0: jdbc:luciddb:> explain plan for
. . . . . . . . > select cast(1472727.2732511677 as double) from t;
+-----------------------------------------------------------------------------------------------------------------------------------------------------------------------------------+
| column0 |
+-----------------------------------------------------------------------------------------------------------------------------------------------------------------------------------+
| IterCalcRel(expr#0=[{inputs}], expr#1=[1472727.2732511677], expr#2=[Reinterpret($t1)], expr#3=[CAST($t2):DOUBLE NOT NULL], expr#4=[1E10], expr#5=[/INT($t3, $t4)], EXPR$0=[$t5]) |
| FennelToIteratorConverter |
| LcsRowScanRel(table=[[LOCALDB, S, T]], projection=[[LCS_RID]], clustered indexes=[[SYS$CLUSTERED_INDEX$T$C]]) |
+-----------------------------------------------------------------------------------------------------------------------------------------------------------------------------------+
3 rows selected (0.123 seconds)

dynamobi-build commented 12 years ago

[author="jvs", created="Tue, 11 Sep 2007 19:50:39 -0500 (GMT-05:00)"] Just noticed that Reinterpret operator is not showing target type in EXPLAIN PLAN above; FRG-293 logged for that.

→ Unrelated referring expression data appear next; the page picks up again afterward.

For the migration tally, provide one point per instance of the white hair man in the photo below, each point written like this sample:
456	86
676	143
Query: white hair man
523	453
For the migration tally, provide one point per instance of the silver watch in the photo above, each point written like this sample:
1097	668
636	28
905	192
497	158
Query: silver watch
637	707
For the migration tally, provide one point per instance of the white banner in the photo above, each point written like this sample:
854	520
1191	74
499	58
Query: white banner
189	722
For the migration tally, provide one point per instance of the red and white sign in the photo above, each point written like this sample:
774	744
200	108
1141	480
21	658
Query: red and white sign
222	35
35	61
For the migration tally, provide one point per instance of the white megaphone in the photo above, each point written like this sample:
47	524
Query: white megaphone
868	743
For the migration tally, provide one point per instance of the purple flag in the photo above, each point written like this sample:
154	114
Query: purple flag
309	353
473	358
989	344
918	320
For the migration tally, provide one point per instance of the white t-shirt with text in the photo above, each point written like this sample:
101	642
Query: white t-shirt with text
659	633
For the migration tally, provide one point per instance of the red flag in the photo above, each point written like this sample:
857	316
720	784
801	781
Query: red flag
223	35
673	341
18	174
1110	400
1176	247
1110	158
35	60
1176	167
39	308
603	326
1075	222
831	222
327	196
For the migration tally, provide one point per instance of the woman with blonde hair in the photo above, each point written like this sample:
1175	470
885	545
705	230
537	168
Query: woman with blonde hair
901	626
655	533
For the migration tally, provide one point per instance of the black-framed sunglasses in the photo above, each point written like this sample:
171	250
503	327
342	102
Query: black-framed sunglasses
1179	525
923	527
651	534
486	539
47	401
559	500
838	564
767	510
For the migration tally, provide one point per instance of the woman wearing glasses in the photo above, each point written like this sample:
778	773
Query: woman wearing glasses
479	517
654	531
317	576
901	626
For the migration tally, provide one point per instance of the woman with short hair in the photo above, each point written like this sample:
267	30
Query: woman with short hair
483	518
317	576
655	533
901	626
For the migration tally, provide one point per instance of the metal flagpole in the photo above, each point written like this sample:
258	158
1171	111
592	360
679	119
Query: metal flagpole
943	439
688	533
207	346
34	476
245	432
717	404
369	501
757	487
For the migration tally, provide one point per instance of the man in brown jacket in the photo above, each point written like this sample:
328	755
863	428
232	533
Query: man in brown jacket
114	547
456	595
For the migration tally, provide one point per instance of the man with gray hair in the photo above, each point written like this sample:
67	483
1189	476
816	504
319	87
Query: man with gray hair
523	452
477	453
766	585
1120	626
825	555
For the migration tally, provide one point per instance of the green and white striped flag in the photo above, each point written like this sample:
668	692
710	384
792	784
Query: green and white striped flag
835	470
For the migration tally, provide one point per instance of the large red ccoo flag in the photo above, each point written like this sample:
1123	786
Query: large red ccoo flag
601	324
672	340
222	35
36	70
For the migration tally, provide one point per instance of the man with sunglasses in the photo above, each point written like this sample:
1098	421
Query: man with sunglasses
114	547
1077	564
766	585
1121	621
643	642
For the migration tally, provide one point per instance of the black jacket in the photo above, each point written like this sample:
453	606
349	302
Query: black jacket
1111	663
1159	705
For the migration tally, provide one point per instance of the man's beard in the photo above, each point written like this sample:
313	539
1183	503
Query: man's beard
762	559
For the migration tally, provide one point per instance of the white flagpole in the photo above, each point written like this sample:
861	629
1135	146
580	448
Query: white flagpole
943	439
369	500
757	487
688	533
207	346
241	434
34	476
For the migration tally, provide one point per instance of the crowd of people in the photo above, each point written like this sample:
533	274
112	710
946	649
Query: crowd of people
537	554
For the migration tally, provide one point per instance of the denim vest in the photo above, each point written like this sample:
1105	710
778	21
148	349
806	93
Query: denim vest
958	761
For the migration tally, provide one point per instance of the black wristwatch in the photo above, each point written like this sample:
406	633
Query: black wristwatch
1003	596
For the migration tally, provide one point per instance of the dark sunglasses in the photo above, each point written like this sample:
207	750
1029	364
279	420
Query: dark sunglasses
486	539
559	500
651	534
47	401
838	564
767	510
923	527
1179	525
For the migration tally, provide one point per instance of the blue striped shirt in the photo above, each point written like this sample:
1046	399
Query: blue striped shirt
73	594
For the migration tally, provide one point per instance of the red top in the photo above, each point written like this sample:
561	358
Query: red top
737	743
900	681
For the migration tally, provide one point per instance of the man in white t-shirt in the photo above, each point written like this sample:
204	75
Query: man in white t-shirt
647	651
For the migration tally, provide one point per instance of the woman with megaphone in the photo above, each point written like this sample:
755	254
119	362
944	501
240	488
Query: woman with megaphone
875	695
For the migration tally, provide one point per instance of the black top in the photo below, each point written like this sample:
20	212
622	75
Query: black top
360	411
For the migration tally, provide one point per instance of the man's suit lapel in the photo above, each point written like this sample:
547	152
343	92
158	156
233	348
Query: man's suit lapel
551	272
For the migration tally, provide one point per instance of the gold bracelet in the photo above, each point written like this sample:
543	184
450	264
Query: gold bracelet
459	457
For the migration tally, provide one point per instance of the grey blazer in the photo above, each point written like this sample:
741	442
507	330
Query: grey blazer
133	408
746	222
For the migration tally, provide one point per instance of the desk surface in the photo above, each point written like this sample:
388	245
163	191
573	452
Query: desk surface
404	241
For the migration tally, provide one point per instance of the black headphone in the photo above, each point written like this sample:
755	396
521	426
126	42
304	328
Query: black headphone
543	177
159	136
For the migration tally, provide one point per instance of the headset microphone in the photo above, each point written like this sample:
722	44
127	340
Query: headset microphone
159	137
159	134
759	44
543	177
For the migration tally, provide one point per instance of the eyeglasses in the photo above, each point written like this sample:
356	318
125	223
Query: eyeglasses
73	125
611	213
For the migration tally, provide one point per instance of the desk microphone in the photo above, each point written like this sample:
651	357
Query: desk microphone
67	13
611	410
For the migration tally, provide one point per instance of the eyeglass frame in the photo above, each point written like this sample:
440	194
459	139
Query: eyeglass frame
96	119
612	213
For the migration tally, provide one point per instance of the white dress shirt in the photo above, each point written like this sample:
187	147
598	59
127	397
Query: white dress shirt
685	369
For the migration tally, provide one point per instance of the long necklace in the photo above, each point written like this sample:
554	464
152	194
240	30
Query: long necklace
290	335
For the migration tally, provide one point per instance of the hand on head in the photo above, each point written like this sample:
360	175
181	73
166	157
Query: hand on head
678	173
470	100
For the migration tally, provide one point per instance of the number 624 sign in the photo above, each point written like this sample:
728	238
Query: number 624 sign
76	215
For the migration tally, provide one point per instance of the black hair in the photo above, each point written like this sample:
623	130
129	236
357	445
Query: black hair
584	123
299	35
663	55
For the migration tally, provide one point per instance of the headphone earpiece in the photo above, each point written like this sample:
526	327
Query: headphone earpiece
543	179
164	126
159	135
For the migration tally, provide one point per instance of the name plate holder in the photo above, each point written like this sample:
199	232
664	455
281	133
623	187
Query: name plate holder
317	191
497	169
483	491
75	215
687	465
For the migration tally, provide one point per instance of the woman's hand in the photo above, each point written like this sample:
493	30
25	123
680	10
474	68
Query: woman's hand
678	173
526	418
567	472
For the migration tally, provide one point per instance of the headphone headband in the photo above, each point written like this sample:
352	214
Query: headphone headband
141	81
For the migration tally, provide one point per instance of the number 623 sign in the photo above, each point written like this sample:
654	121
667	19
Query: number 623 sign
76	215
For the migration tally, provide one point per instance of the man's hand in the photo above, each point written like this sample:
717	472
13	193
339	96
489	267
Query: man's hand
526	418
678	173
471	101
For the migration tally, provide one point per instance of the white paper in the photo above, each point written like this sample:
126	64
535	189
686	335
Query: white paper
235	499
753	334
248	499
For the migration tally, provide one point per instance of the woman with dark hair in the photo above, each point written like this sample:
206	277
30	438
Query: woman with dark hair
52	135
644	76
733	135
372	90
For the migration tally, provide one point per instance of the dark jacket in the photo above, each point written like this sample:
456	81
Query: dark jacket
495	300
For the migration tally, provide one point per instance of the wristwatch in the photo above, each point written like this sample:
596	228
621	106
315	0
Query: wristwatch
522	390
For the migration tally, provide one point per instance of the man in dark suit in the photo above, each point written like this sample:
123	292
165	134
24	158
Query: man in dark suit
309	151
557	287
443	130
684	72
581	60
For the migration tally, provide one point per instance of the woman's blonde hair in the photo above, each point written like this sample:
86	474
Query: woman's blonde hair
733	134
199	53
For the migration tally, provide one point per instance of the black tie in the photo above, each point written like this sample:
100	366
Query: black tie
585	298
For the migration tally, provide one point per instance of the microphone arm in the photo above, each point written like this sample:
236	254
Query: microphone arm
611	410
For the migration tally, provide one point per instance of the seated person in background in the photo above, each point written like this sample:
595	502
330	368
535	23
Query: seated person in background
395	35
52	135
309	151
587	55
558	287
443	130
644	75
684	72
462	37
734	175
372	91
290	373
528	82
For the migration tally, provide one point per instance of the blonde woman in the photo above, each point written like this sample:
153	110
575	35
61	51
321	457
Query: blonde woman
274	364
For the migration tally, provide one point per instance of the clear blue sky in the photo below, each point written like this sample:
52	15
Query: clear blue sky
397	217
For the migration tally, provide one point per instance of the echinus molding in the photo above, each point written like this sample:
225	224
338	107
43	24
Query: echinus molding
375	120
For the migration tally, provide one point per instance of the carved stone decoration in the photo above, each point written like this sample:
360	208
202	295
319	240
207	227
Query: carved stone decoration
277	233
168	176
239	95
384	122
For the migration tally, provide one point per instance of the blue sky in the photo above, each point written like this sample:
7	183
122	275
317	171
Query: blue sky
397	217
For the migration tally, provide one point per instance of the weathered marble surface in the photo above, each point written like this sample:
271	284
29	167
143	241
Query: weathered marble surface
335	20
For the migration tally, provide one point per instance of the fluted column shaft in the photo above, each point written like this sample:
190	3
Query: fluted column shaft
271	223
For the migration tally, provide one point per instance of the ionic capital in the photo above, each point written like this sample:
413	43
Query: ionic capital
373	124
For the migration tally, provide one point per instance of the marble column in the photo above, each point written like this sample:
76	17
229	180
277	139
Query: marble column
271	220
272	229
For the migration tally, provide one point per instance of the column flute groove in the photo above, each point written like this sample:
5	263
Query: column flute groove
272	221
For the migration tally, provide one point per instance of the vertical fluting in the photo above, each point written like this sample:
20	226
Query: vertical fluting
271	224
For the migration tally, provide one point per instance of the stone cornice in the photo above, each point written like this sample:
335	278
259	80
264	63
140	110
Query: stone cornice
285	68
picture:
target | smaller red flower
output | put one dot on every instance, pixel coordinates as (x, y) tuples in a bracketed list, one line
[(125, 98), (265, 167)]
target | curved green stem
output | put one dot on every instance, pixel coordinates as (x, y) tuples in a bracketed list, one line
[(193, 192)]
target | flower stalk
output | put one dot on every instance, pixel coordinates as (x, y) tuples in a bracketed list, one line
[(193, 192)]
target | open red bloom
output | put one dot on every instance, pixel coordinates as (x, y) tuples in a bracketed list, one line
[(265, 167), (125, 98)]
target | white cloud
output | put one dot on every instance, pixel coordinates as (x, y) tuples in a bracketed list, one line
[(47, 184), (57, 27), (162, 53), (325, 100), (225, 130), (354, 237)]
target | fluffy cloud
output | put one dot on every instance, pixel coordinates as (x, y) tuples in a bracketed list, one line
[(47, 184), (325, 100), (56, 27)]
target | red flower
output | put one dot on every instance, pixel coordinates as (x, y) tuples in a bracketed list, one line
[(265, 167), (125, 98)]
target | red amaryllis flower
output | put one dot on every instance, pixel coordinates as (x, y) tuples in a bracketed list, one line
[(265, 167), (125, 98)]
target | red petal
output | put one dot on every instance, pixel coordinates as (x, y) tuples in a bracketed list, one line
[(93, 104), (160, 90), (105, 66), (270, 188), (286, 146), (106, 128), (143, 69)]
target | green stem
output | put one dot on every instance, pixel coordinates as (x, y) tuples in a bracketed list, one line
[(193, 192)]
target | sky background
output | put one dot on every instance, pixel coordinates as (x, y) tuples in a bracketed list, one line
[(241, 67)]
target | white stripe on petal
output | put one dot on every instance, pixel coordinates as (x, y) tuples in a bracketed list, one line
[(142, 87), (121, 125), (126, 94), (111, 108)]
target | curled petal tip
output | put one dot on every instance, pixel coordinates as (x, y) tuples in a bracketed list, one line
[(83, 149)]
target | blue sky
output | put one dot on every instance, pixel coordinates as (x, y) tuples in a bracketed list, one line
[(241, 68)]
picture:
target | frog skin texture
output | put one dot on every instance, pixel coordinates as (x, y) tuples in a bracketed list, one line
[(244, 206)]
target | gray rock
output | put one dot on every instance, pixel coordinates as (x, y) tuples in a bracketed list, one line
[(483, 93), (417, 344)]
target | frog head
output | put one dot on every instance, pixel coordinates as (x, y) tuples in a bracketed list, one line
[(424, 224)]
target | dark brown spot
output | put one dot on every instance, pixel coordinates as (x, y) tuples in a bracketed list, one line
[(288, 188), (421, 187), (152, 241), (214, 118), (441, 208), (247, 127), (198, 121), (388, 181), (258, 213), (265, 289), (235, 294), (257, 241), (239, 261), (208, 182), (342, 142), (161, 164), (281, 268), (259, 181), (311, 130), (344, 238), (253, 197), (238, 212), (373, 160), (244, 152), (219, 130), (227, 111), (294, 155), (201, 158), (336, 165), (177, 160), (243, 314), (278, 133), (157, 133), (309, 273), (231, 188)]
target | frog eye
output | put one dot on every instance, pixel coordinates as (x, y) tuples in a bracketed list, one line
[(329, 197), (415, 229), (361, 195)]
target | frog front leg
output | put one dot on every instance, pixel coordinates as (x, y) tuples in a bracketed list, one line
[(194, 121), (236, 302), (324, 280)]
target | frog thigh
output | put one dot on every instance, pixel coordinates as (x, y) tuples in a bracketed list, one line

dynamobi-build commented 12 years ago

[author="rchen", created="Tue, 11 Sep 2007 23:21:51 -0500 (GMT-05:00)"] Reinterpret($t1) in the plan above produces the unscaled "long" value stored in the Decimal(17,01) literal. In this example Reinterpret($t1) == 14727272732511677. The cast-to-double before division is probably because of the scaling factor 1.0E10 is interpreted as double value.

On the note of using the BigDecimal java type as internal represetation to preserve precision, I tried to change the CalcRel program into something like this:

IterCalcRel(expr#0=[{inputs}], expr#1=[1472727.2732511677], expr#2=[CAST($t1):DOUBLE NOT NULL], expr#4=[1E10], EXPR$0=[$t2])

and generate java code differently for "expr#2" using BigDecimal.doubleValue()(via a new EncodedSqlDecimal interface). Unfortunately, this only works for Java Calc. FennelCalc does not know how to evaluate [CAST(Decimal(17,10):DOUBLE NOT NULL]. For FennelCalc, expanding decimals into expressions of (unscaledPreciseInteger/scalingFacor) is still required.

dynamobi-build commented 12 years ago

[author="jpham", created="Wed, 12 Sep 2007 00:59:28 -0500 (GMT-05:00)"] Hi, leading and trailing zeroes and the case where precision=scale seem tricky. It would not surprise me to see problems there.

Numbers are treated as native floating point if they end in "E0", without a decimal intermediate.

In the past, interconversion of decimals and doubles was reliable for 15 or 16 digits. It would be nice to have insertion and selection be more consistent. It might be tricky though, since Farrago performs feats such as going back and forth between C++ and Java, and reducing constant expressions.

Double division is used for scaling in order to preserve fractions:
    14727272732511677L / 10000000000L = 1472727
    14727272732511677D / 1.0E10D = 1472727.2732511675

dynamobi-build commented 12 years ago

[author="rchen", created="Wed, 12 Sep 2007 13:11:45 -0500 (GMT-05:00)"] Trying to compare behavior with MySQL and noticed that they do not support cast to approximate types:

http://dev.mysql.com/doc/refman/5.1/en/cast-functions.html

As I commented earlier, Java Calc can be made to perform more precise cast by using the Java BigDecimal class instead of doing double divisions. This requires a few changes:

Decimal expansion rule change:

dynamobi-build commented 12 years ago

[author="jvs", created="Thu, 13 Sep 2007 03:41:39 -0500 (GMT-05:00)"] Thanks Rushan; deferring is fine, and we can use all of this info in the future to help us when we decide to tackle some or all of the issues.